From fiber to coating, McCarthy provided a foundation in paper buying by discussing surfaces and selections in depth. "Groundwood paper is an economical way to get your message across," she admitted, "because chances are most flyers and newspapers will be thrown out." But in the book publishing industry, paper choices become more complicated. Light and wear contribute significantly to how a paper type is chosen. And where there's longevity, says McCarthy, there's also cost.
She explained that for the last few years, a multi-billion dollar project has been underway to reverse the damage to Library of Congress books. For years, books had not used acid-free papers within the manufacturing process, which has led to damage of these archived publications. "The pages have yellowed," describes McCarthy. She says that in today's market, paper buying must come down to this additional issue: How will a book survive? And can a publisher afford that guarantee?
McCarthy says yes, that by knowing the ins and outs of paper grades and types from the forest floor up, making economical decisions will also suit manufacturing ones. "Fiber, furnish and finish," she said. "Use these to determine your paper type."
She also noted that the key differentiating factor of an uncoated free sheet is opacity.
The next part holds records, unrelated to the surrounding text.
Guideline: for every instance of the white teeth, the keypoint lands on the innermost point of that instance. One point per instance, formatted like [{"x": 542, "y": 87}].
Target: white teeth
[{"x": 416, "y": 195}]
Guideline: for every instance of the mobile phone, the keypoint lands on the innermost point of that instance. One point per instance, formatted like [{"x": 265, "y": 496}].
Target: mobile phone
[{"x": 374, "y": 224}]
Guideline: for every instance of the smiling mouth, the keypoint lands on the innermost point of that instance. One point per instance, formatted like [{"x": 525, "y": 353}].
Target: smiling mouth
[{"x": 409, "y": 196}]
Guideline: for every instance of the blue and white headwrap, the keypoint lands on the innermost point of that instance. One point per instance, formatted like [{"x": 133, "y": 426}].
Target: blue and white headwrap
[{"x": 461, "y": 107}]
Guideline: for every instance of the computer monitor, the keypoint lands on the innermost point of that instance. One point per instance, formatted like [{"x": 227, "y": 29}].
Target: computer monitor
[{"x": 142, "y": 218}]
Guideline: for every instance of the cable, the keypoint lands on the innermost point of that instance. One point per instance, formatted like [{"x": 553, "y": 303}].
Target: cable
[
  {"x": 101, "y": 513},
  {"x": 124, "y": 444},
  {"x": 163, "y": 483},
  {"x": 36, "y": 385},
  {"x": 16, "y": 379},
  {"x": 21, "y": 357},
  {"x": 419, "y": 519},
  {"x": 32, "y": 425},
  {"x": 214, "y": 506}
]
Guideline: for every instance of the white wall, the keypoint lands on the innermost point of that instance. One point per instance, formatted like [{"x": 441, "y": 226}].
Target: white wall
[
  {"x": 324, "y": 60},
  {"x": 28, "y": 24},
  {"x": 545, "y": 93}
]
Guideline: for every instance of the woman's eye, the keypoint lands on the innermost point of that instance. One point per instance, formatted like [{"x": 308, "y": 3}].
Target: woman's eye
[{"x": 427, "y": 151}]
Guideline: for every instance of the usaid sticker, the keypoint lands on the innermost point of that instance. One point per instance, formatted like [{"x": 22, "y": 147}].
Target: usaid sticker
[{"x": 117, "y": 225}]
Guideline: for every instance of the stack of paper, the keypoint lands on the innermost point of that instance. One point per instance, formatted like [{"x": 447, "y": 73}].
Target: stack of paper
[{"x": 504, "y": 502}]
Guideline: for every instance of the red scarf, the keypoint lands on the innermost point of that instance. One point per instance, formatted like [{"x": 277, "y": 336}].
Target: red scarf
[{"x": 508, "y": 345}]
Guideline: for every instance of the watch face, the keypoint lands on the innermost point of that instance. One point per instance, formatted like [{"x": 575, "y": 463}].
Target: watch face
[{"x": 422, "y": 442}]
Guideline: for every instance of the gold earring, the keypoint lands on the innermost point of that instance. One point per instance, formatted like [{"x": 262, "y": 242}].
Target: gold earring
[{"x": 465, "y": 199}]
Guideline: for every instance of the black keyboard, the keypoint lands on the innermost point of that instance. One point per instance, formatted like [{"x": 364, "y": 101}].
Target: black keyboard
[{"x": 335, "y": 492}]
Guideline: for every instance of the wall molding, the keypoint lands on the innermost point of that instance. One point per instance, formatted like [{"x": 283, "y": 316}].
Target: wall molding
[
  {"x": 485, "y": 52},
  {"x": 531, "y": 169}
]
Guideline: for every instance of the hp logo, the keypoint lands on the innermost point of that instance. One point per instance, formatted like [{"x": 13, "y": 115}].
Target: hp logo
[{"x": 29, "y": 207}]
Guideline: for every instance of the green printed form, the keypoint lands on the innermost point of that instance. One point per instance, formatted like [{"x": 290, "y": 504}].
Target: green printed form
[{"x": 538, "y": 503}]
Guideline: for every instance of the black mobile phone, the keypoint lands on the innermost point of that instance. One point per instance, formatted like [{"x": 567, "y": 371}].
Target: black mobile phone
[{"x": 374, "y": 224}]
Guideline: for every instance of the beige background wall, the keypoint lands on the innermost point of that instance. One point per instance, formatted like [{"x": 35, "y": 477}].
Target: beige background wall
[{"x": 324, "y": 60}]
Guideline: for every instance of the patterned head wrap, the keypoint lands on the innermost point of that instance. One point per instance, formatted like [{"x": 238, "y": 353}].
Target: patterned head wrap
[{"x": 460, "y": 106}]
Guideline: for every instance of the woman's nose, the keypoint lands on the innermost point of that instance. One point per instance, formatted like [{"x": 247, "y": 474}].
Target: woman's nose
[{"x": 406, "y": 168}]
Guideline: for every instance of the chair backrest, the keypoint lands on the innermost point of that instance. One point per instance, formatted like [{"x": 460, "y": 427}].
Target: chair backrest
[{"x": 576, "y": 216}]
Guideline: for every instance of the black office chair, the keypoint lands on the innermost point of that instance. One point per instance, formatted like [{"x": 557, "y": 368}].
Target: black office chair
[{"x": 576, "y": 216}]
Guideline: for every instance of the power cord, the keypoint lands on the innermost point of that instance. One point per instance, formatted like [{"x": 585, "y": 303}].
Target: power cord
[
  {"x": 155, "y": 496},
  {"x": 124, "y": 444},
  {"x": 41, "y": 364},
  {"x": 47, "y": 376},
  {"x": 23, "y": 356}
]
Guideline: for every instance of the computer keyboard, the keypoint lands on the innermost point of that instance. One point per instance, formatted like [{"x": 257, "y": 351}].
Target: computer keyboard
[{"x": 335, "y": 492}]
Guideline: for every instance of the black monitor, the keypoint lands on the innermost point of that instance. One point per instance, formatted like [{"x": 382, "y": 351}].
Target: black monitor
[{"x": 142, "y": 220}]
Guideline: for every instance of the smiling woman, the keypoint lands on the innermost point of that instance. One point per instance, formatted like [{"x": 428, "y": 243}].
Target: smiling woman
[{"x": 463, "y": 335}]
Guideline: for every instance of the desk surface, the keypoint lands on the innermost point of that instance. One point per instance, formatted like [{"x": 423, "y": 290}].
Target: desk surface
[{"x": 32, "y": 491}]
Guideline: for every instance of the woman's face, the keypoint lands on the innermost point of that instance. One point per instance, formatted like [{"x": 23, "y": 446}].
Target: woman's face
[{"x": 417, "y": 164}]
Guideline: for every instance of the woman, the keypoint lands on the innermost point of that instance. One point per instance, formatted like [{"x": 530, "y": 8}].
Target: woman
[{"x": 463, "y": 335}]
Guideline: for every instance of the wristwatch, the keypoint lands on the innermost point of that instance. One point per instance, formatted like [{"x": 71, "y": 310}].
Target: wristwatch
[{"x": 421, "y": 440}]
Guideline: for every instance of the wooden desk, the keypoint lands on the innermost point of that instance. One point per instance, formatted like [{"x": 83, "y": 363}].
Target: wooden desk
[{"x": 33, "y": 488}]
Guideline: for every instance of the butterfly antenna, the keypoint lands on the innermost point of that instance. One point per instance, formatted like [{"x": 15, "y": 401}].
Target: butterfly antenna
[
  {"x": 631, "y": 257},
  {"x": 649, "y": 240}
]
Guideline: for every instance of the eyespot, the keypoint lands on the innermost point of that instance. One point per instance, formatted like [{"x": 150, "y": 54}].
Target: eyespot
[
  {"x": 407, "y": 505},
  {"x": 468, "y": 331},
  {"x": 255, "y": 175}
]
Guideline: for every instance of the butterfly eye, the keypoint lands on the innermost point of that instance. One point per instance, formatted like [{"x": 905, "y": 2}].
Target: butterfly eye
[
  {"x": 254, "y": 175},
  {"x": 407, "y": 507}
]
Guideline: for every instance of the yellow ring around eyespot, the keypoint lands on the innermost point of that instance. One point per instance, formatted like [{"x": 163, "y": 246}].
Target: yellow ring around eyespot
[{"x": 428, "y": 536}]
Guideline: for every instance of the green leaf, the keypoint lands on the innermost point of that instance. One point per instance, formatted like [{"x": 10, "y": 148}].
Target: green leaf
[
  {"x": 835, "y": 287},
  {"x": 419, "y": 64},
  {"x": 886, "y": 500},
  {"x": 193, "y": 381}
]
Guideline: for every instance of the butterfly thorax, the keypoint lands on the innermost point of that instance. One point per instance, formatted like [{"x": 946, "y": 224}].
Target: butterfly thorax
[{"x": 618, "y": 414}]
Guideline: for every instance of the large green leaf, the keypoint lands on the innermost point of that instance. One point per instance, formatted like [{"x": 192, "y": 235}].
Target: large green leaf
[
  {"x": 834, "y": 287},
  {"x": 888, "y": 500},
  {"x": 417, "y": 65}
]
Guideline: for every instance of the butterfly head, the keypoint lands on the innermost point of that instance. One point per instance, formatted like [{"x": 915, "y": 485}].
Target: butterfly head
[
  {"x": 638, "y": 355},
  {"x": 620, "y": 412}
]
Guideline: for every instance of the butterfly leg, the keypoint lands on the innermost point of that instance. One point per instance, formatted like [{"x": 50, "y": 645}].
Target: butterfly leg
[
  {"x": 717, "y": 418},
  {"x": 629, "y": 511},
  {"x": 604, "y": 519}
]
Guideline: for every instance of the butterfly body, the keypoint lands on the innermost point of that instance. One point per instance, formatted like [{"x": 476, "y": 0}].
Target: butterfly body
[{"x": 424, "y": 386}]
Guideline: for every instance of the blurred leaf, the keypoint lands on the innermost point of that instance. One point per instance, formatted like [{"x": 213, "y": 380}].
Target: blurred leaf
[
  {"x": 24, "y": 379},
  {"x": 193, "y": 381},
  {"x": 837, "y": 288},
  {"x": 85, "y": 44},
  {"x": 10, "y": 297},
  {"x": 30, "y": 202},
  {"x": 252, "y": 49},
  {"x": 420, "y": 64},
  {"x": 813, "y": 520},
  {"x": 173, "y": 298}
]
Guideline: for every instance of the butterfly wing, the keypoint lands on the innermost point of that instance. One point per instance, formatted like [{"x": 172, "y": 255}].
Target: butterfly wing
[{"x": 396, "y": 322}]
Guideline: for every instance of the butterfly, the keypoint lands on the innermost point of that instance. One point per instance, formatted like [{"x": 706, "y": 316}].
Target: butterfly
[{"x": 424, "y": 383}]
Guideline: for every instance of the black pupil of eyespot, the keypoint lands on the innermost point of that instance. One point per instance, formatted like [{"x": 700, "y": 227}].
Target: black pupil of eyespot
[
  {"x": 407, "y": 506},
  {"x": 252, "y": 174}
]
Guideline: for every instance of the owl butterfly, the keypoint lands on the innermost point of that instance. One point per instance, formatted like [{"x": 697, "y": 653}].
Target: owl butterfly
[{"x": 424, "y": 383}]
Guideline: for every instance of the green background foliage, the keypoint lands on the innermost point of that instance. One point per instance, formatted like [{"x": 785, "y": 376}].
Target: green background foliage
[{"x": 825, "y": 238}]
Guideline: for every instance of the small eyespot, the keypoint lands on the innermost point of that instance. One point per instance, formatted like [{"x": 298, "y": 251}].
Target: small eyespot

While McCarthy may not have championed printing in the U.S. versus international printers, she did provide an important analysis of the distinction between how paper weights and types are defined. "With the metric system, there's no confusion," she said. In Europe, weights and size are measured according to that meter, whereas domestically, paper is broken down by standards and various cover and text stock. She advocated that understanding the conversion between these entities will save from costly mistakes. She also said that sometimes supplementing a heavier text stock for a cover stock can save money.